Сходство В. В. Владимирова, он же М. М. Исаев, с Д. Е. Новокшоновым не ограничено только тем, что они оба являются литературными персонажами, оно шире. И тот и другой уже много лет существуют в тишине, подобной той, которая несколько секунд стояла над рядами ткачей после ихнего знакомства с ярким образчиком пролетарской поэзии, сочиненным В. О. Пелевиным ординарцем ордынца В. И. Чапаева.
Как и тогда, сочиненному в «Сталин и я» выступлению Новокшонова десять лет назад предшествовал конферанс худого с саблей на поясе и лицом сельского атеиста, конь с двумя хуями и, наконец, рядовой Страминский, который умеет говорить слова русского языка своей жопой.
Тогда, в 2010 году Новокшонов определял себя как «преподавателя СПбГУ, филолога-классика, специалиста по древнегреческой атлетике и римской эмиграции, преподавателя русского, латинского, древнегреческого и др. индоевропейских языков, писателя, столяра и плотника, переводчика, слесаря механосборочных работ, эпиграфиста, публициста, политического аналитика, проводника психонавтов, фрезеровщика, лингвиста, смотрящего Мира, духовного вождя человечества, грузчика, преподавателя русской словесности и стилистики, военного историка, рисовальщика, литейщика, резчика, сатирика, повара, мыслителя, редактора, историка космонавтики, автослесаря, мудреца, водителя категорий В и С, этнографа, водителя спецмашины, религиеведа, энтомолога, учителя гун-фу, члена КПСС, эстета, художника, монтажника низкотоковых кабелей, психолога-душеведа, рыбака, охотника и арбитра изящества».
Через два года после своего 50-летия Новокшонов отказался как-то себя определять. Вместо этого он прочитал для Redshon стихотворение кумира чапаевской Анки:
У княгини Мещерской была одна изысканная вещица —
Платье из бархата, черного, как испанская ночь.
Она вышла в нем к другу дома, вернувшемуся из столицы,
И тот, увидя ее, задрожал и кинулся прочь.
О, какая боль, подумала княгиня, какая истома!
Пойду сыграю что-нибудь из Брамса – почему бы и нет?
А за портьерой в это время прятался обнаженный друг дома,
И страстно ласкал бублик, выкрашенный в черный цвет.
Эта история не произведет впечатления были
На маленький ребят, не знающих, что когда-то у нас
Кроме крестьян и рабочего класса жили
Эксплуататоры, сосавшие кровь из народных масс.
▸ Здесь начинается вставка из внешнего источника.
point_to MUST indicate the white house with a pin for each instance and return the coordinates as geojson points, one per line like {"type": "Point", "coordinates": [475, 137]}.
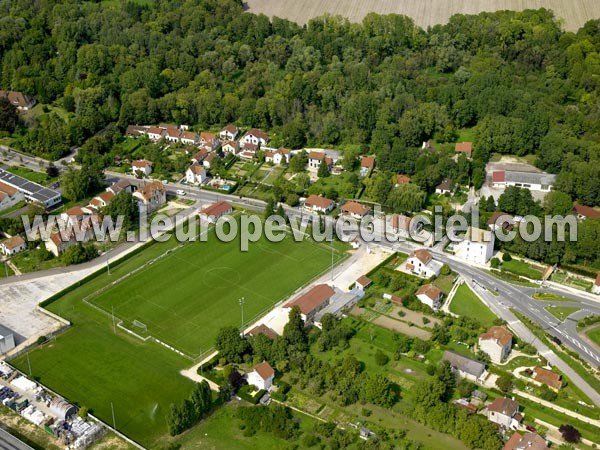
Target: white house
{"type": "Point", "coordinates": [209, 141]}
{"type": "Point", "coordinates": [9, 196]}
{"type": "Point", "coordinates": [229, 133]}
{"type": "Point", "coordinates": [504, 412]}
{"type": "Point", "coordinates": [261, 376]}
{"type": "Point", "coordinates": [256, 137]}
{"type": "Point", "coordinates": [317, 203]}
{"type": "Point", "coordinates": [172, 134]}
{"type": "Point", "coordinates": [477, 246]}
{"type": "Point", "coordinates": [315, 159]}
{"type": "Point", "coordinates": [534, 181]}
{"type": "Point", "coordinates": [421, 262]}
{"type": "Point", "coordinates": [141, 167]}
{"type": "Point", "coordinates": [430, 295]}
{"type": "Point", "coordinates": [155, 133]}
{"type": "Point", "coordinates": [13, 245]}
{"type": "Point", "coordinates": [151, 197]}
{"type": "Point", "coordinates": [196, 174]}
{"type": "Point", "coordinates": [189, 138]}
{"type": "Point", "coordinates": [496, 342]}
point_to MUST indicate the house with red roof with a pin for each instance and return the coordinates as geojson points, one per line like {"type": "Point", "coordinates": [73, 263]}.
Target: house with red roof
{"type": "Point", "coordinates": [261, 376]}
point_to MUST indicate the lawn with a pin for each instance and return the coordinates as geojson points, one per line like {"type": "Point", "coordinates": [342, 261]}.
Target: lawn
{"type": "Point", "coordinates": [523, 269]}
{"type": "Point", "coordinates": [562, 312]}
{"type": "Point", "coordinates": [187, 296]}
{"type": "Point", "coordinates": [466, 303]}
{"type": "Point", "coordinates": [31, 175]}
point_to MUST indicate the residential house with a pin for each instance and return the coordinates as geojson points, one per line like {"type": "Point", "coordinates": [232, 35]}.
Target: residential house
{"type": "Point", "coordinates": [262, 329]}
{"type": "Point", "coordinates": [135, 131]}
{"type": "Point", "coordinates": [102, 200]}
{"type": "Point", "coordinates": [141, 167]}
{"type": "Point", "coordinates": [75, 214]}
{"type": "Point", "coordinates": [172, 134]}
{"type": "Point", "coordinates": [230, 147]}
{"type": "Point", "coordinates": [401, 179]}
{"type": "Point", "coordinates": [151, 197]}
{"type": "Point", "coordinates": [445, 187]}
{"type": "Point", "coordinates": [209, 141]}
{"type": "Point", "coordinates": [528, 441]}
{"type": "Point", "coordinates": [256, 137]}
{"type": "Point", "coordinates": [548, 377]}
{"type": "Point", "coordinates": [195, 174]}
{"type": "Point", "coordinates": [22, 102]}
{"type": "Point", "coordinates": [215, 211]}
{"type": "Point", "coordinates": [500, 220]}
{"type": "Point", "coordinates": [367, 164]}
{"type": "Point", "coordinates": [13, 245]}
{"type": "Point", "coordinates": [199, 157]}
{"type": "Point", "coordinates": [210, 158]}
{"type": "Point", "coordinates": [363, 282]}
{"type": "Point", "coordinates": [311, 302]}
{"type": "Point", "coordinates": [430, 295]}
{"type": "Point", "coordinates": [261, 376]}
{"type": "Point", "coordinates": [534, 181]}
{"type": "Point", "coordinates": [401, 224]}
{"type": "Point", "coordinates": [155, 133]}
{"type": "Point", "coordinates": [9, 196]}
{"type": "Point", "coordinates": [477, 246]}
{"type": "Point", "coordinates": [229, 133]}
{"type": "Point", "coordinates": [280, 156]}
{"type": "Point", "coordinates": [504, 412]}
{"type": "Point", "coordinates": [421, 263]}
{"type": "Point", "coordinates": [317, 203]}
{"type": "Point", "coordinates": [464, 367]}
{"type": "Point", "coordinates": [585, 212]}
{"type": "Point", "coordinates": [355, 210]}
{"type": "Point", "coordinates": [189, 138]}
{"type": "Point", "coordinates": [466, 148]}
{"type": "Point", "coordinates": [121, 185]}
{"type": "Point", "coordinates": [315, 159]}
{"type": "Point", "coordinates": [496, 342]}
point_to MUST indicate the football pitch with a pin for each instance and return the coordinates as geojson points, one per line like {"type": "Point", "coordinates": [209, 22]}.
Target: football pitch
{"type": "Point", "coordinates": [185, 297]}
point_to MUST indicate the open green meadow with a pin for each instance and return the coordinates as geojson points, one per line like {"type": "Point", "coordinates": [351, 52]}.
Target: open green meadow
{"type": "Point", "coordinates": [93, 366]}
{"type": "Point", "coordinates": [186, 297]}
Зато теперь любой рабочий имеет право
Надевать на себя бублик, как раньше князья и графы!
Г. Ч. Гусейнов в своем предисловии к книге «Речь против языка» в 2016 году изобразил Новокшонова «представителем поколения (автор родился в 1969 г.), из которого при более благоприятном ходе истории и клещами нельзя было бы вырвать того, что в конце концов он все-таки написал. На что осмелился…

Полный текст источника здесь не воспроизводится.